= TJ Dawe =

Ti-Jon David "TJ" Dawe (born August 22, 1974) is a Canadian playwright and director.

==Early life==
Dawe was born in Vancouver, British Columbia. He studied theatre at the University of Victoria, graduating with a Bachelor of Fine Arts in 1997.

==Career==
Dawe has worked extensively in fringe theatre festivals in Canada and the US. Other festival appearances include the Montreal Just for Laughs Festival, Piccolo Spoleto, the Edinburgh Fringe and the Adelaide Fringe. He wrote and performed the monologues Tired Cliches, Labrador, The Slipknot, Tracks (adapted from Jack London's memoir The Road), A Canadian Bartender at Butlin's, The Curse of the Trickster, Maxim and Cosmo, Totem Figures, Lucky 9, Medicine, Marathon, Burn Job, Roller Coaster and Operatic Panic Attack. He co-wrote the plays 52 Pick-up (with Rita Bozi), Toothpaste and Cigars (with Mike Rinaldi), The Power of Ignorance (with Chris Gibbs), and Dishpig (with Greg Landucci). He adapted The Doctor is Sick from the novel by Anthony Burgess. He dramaturged and/or directed many one person shows, including The One Man Star Wars Trilogy, One Man Lord of the Rings, One Man Dark Knight: A Batman Parody, Teaching As You Like It, Teaching the Fringe, Rant Demon, Local Celebrity, Mr Fox, The Big Oops, Sev, Elephant, Never Shoot a Stampede Queen, Greener Than Thou, Bookworm, The Great Canadian Tire Money Caper, Richard Lett: Sober But Never Clean, Richard Lett: One Nut Only, Ten Tips for a Collapsed Uterus, The Mirror Test, Tragedy + Time Served = Comedy, Not Enough, Periscope, Awkward Hug, Razor and Didn't Hurt.

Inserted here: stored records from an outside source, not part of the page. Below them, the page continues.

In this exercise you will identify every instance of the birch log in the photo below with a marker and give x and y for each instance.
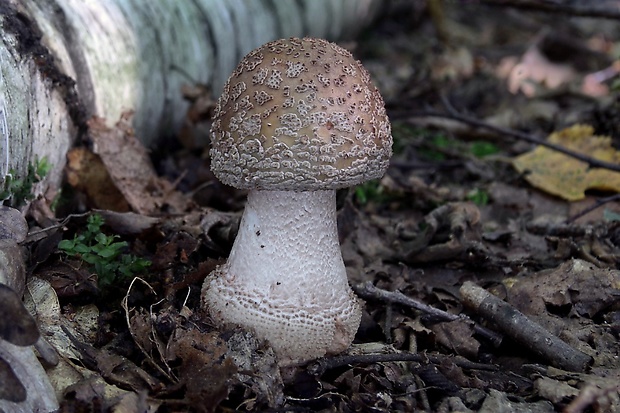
(62, 61)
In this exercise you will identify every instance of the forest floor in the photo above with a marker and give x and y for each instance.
(487, 261)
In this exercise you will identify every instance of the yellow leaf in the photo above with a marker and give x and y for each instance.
(567, 177)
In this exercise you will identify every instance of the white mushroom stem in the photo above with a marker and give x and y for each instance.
(285, 278)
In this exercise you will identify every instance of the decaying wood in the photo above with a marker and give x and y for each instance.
(521, 328)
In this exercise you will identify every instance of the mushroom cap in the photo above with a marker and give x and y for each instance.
(299, 114)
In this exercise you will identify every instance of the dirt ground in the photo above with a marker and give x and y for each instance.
(487, 261)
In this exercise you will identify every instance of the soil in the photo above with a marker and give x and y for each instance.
(482, 291)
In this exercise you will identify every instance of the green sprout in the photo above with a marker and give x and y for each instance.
(104, 254)
(16, 192)
(478, 197)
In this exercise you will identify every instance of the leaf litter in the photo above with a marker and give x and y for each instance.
(447, 221)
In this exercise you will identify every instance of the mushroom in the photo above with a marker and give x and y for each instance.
(297, 119)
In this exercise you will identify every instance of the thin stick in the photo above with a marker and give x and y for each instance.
(597, 204)
(320, 366)
(556, 8)
(455, 115)
(524, 330)
(369, 290)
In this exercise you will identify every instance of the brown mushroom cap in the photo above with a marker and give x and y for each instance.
(299, 114)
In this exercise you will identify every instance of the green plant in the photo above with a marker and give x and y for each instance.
(478, 197)
(16, 192)
(103, 253)
(480, 149)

He teaches a course on creating solo shows at Langara College in Vancouver.

A Canadian Bartender at Butlin's was broadcast on Bravo Canada and CBC Radio. The Slipknot, Labrador, and The Power of Ignorance have been published by Brindle and Glass, as well as a Power of Ignorance humor book (also co-written with Chris Gibbs). Toothpaste and Cigars, A Canadian Bartender at Butlin's, and Tracks were published by 13th Tiger Press. Totem Figures was published in the Winter 2010 issue of Canadian Theatre Review, and has been used as the text in an English class at Stetson University in DeLand, Florida.

Dawe has written extensively for the group ideas blog BeamsandStruts.com, and delivered a talk at TEDx Manitoba on the subject in February 2012. He has also released numerous podcasts on the subject of personal influence (Totem Figures).

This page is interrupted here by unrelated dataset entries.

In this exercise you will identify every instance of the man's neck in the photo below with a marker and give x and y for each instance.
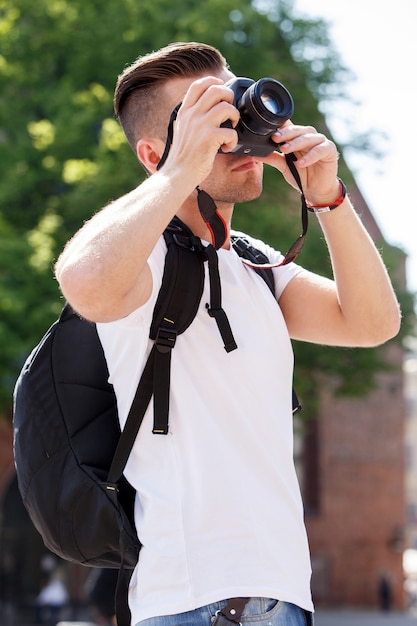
(191, 216)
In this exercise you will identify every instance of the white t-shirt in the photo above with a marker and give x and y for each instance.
(218, 508)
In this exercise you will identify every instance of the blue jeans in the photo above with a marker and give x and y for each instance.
(257, 612)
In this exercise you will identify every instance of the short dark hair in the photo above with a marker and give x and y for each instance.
(138, 88)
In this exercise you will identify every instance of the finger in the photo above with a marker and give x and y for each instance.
(208, 90)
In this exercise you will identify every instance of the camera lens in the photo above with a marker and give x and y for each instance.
(270, 104)
(265, 106)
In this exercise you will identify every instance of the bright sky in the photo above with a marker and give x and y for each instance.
(378, 42)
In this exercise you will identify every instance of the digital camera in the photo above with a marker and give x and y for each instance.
(264, 106)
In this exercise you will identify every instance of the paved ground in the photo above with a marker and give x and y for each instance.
(359, 618)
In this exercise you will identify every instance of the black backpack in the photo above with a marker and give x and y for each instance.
(69, 452)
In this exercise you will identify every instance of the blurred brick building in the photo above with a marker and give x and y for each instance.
(354, 484)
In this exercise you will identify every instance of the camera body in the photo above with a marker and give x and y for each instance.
(264, 106)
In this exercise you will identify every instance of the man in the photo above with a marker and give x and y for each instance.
(218, 509)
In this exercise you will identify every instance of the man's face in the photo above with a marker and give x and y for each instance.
(233, 178)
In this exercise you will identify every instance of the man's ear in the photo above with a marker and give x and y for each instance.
(149, 153)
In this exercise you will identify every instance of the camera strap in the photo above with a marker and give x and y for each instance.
(295, 248)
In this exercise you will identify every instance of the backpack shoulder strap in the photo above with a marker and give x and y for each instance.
(244, 249)
(176, 307)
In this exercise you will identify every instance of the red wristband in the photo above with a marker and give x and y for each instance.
(323, 208)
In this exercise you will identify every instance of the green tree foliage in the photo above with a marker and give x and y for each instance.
(63, 155)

Dawe co-created, directed and performed in PostSecret: the Show, a stage adaptation of the blog PostSecret, co-created by founder Frank Warren, Justin Sudds and Kahlil Ashanti. PostSecret: the Show was workshopped in Vancouver, Silver Spring, MD, Saginaw, MI and Cincinnati, OH. It debuted at the Blumenthal Centre for the Performing Arts in Charlotte, North Carolina, in April 2014, and has done two US tours, in 2016 and 2018.

Dawe directed Musical Thrones: a Parody of Ice and Fire which toured the US in 2018.

His show Medicine chronicles his experiences with Dr. Gabor Mate and the psychotropic shamanic plant medicine ayahuasca. He has been joined onstage by Dr. Mate for talkbacks after some performances. A recording of the show and some talkbacks can be found on YouTube.

His play Toothpaste and Cigars (co-written with Mike Rinaldi) was adapted into the feature film The F Word (2013), directed by Michael Dowse, starring Daniel Radcliffe and Zoe Kazan. Dawe and Rinaldi have also written historical comedies for the Wildhorse Theatre in Fort Steele, a spoof history of the city of Vancouver, and the Christmas play Old Nick for the Caravan Farm Theatre.

He maintains a strong interest in the Enneagram of Personality, earning his teacher's certification from the Enneagram Institute. He gave the closing address at the International Enneagram Association's conference in Cincinnati, July 2018, titled Star Wars and the Kingdom of Heaven.